In any case, I didn’t hold it against Manuel. I hired him the next day to show me the ruins of Acanceh and Mayapán. I kind of wish that Turistica Yucateca were still around, but that was almost half a century ago.

Things change.

 

 

Poles Apart

Chanel High School R.I.P.

A strange memory from the past popped into my mind this afternoon as I was heading for the exit of the Century City parking garage. I thought back to our old high school cheer, which was openly contemptuous of Poles. Chanel High (later renamed St. Peter Chanel High) belonged to the North Central Athletic Conference, which consisted of a handful of Catholic high schools, including St. Edward, Elyria Catholic, and—most particularly—St. Stanislaus. I say “most particularly” because we had chosen St. Stan’s to be our official enemy. It was only a few miles away and located in a largely Polish Catholic neighborhood.

When our cheerleaders revealed the following chant, there were a few hard feelings:

OOH sah sah sah!
OOH sah sah sah!
Hit ’em in the head with a BIG KIELBASA!
Put ’em in a barrel
Roll ’em down the street
FIREBIRDS, FIREBIRDS
Can’t be beat!

We, of course, were the Firebirds. Fortunately, during my years at Chanel (1958-1962), we mostly prevailed over St. Stan’s. And it didn’t keep us Hungarians, Slavs, and Italians from enjoying Kielbasa sausages.

Back Then, All Our Cheerleaders Were Male

Once I graduated from Chanel, big changes happened. The biggest of them was the admission of girls. Then, there were a number of black students. Finally, the school was ceded to the Catholic Diocese of Cleveland and was no longer controlled by the Marist order of priests. Around the same time, the name was changed from Chanel to St. Peter Chanel.

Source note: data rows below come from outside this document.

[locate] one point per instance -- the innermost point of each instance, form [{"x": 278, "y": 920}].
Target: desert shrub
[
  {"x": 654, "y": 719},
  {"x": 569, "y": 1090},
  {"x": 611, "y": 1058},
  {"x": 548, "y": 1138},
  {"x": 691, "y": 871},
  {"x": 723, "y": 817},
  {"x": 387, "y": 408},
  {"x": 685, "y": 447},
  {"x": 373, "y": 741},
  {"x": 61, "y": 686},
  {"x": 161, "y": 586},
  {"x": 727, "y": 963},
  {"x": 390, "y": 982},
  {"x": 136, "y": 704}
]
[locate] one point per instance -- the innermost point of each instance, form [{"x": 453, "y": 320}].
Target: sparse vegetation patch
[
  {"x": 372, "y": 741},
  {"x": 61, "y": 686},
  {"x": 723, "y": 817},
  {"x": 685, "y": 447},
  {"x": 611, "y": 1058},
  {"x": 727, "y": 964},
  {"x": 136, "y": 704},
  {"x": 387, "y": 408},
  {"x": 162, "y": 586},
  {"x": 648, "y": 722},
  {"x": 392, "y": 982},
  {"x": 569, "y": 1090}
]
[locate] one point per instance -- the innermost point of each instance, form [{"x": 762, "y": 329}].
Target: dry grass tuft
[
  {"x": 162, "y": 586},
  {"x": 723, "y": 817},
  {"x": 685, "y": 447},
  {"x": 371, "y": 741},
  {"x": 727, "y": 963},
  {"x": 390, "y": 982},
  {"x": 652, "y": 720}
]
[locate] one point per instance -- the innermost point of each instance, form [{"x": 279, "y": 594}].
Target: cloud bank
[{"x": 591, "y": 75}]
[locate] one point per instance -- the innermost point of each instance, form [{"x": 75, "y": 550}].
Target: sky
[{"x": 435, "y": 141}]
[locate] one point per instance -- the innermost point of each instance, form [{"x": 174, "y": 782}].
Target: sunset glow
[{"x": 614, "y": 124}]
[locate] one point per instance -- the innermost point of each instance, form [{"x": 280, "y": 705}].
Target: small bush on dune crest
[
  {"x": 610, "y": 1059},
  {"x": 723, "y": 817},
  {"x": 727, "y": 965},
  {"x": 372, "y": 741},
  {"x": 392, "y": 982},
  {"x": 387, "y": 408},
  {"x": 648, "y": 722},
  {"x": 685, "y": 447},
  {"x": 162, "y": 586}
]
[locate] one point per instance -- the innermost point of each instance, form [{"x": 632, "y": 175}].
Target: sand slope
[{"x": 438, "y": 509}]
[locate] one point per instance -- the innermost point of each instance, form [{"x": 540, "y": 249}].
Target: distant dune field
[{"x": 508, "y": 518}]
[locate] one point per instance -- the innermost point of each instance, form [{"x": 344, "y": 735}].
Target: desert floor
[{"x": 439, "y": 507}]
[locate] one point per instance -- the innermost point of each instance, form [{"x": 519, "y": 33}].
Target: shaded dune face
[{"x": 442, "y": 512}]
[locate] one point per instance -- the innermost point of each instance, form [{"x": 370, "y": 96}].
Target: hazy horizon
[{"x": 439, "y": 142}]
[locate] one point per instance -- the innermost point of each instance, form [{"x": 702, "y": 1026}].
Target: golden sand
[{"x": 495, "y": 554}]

Unfortunately, it’s all moot now, as Chanel closed its doors a few years ago and has, I believe, been subjected to the wrecking ball. Sic transit gloria mundi!

 

Haibun: The Norte

A Norte Storm Lashes the Gulf Coast of Yucatán

A Haibun is a uniquely Japanese medium in which prose and haiku poetry are interspersed. I will attempt to memorialize some of my travel experiences using the Haibun genre from time to time. My intent is to follow the style of Matsuo Bashō:

November norte
White-clad Maya point and laugh
Paper boats bobbing in the street.

It was November 1992. I was in Yucatán with Martine and three friends from work: George Hoole and Jin and Christine Han. On the last day but one of our trip, the peninsula suffered a storm called a norte, because it originated in the United States and gathered strength as it crossed the Gulf of Mexico. The streets of Mérida were flooded: There was no walking without wet stains halfway up the leg. We were staying at the Posada Toledo, an old mansion turned hotel, near the center, worried whether our return flight the next day would be able to take off. Jin Han lightened the mood by carefully folding paper boats and setting them adrift in the street. They aroused considerable hilarity among the passersby.

 

Traveling with Bashō

Matsuo Bashō (1644-1694) in a Print by Hokusai

I cannot help but see myself in this haiku by the great Japanese poet Matsuo Bashō:

Another year is gone—
A travel hat on my head,
Straw sandals on my feet.

Two weeks from today, I will be in Mérida, Yucatán, reacquainting myself with the world of the Maya. In many ways, Matsuo Bashō is the poet of travel. His book, The Narrow Road to the Deep North, is the ultimate vade mecum for a traveler. The record of a 1,500-mile journey through the main Japanese island of Honshu, it captures with great beauty and subtlety the joys and sorrows of a life on the road.

The sound of a water jar
Cracking on this icy night
As I lie awake.

The extreme conciseness of the haiku form can lead to poetry that is brilliant—or banal. One has to somehow put two ideas together (as the ice and the sleepless traveler) with an absolute minimum of embellishment. Ah, but when it succeeds!

On the withered grass
Shimmering heat waves rise
One or two inches high.

I will, as usual, travel with a blank notebook. I would love to compose haiku relating to my upcoming journey to Mexico. It’s possible, but, alas, not likely. Even though I don’t usually go out evenings (except in Mérida), I will probably find myself too busy reading from my Amazon Kindle, which is fully loaded with hundreds of works of literature and history.